I don't quite get it, I think daily as I open my eyes and look around: it literally is a wonder-full world. Wonderful life produces amazing art - in both of them it's all about living and experiencing, not achieving and understanding. "I don't quite get it" is also a comment often heard around contemporary art. "The most important aspect of art is the personal experience", responds Berndt Arell, the Museum Director of Kiasma, in this magazine.
Kiasma celebrates the opening of its next decade by focusing on the basic themes of art and art museum. The museum's mission is to make experiencing art possible and effortless, thus making it possible for the viewer to create and open up to his or her own experience.
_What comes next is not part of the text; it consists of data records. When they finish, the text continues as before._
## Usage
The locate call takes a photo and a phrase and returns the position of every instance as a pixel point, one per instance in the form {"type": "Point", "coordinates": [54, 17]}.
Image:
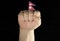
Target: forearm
{"type": "Point", "coordinates": [26, 35]}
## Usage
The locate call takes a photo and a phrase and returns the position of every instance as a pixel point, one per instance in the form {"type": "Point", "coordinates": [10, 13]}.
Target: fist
{"type": "Point", "coordinates": [29, 19]}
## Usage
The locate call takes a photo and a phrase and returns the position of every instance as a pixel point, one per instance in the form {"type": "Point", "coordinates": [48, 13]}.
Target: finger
{"type": "Point", "coordinates": [20, 16]}
{"type": "Point", "coordinates": [30, 15]}
{"type": "Point", "coordinates": [37, 14]}
{"type": "Point", "coordinates": [26, 15]}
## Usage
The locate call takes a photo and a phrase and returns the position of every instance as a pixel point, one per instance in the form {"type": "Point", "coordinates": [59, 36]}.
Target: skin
{"type": "Point", "coordinates": [28, 22]}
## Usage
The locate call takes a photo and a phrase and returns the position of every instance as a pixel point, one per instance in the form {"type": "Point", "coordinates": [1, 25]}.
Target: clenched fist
{"type": "Point", "coordinates": [29, 19]}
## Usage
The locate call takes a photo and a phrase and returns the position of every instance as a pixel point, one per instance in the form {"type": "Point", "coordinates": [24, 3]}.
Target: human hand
{"type": "Point", "coordinates": [29, 19]}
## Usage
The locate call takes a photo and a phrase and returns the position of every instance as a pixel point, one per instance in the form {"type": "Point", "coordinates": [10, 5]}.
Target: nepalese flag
{"type": "Point", "coordinates": [30, 7]}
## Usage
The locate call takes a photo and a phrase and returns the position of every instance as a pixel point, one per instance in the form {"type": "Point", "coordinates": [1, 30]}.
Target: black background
{"type": "Point", "coordinates": [49, 29]}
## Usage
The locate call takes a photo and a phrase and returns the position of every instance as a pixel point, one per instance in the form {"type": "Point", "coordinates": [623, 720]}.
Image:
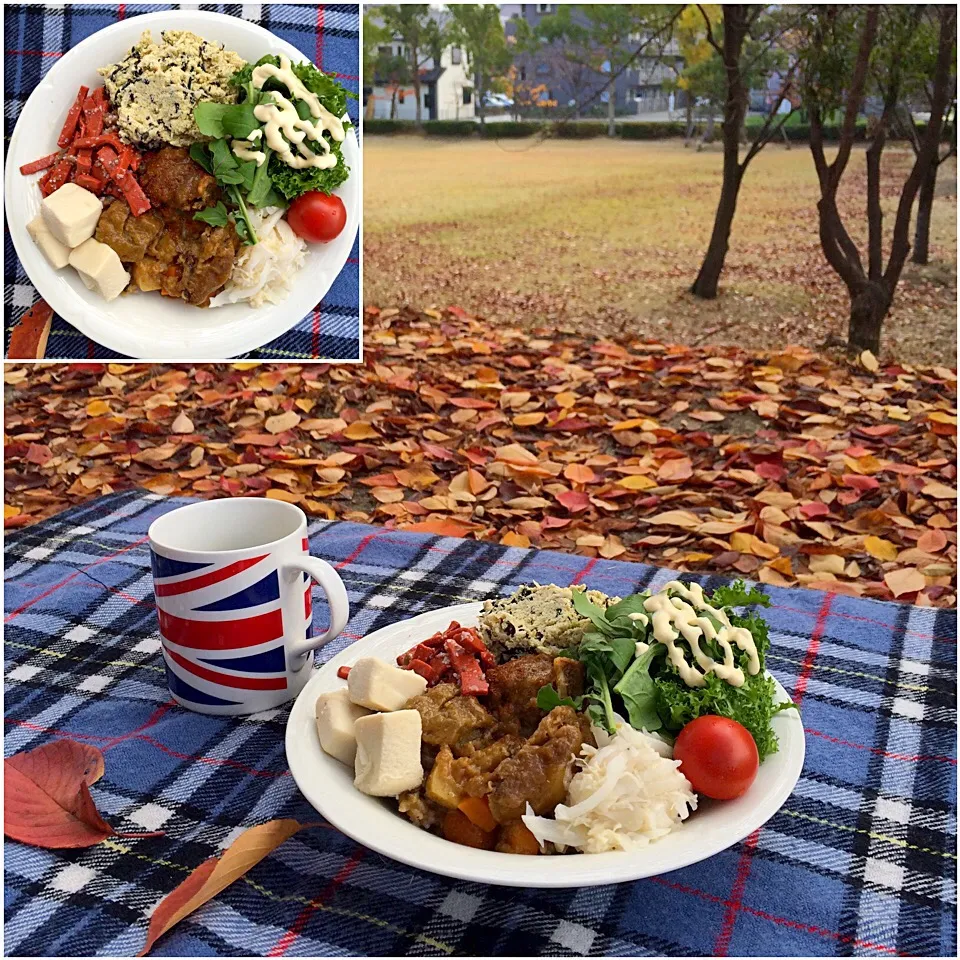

Even though all the ways to see, perceive and experience are equally correct, may hints of different approaches assist in getting more out of the experience. In the beginning of the year Kiasma introduces various viewpoints to image and - as we're dealing with contemporary art - the lack of it. The collections exhibition Image and After, the intimate photographs of Nan Goldin and the gargantuan paintings of Julian Schnabel all titillate the viewer to really see what is being looked at.
According to a professional art viewer a good art work gets you to react in several levels: it makes you ponder things and causes pure pleasure. Welcome to celebrating Kiasma to react, think, see, wonder, ponder, realize, feel, understand, enjoy - experience!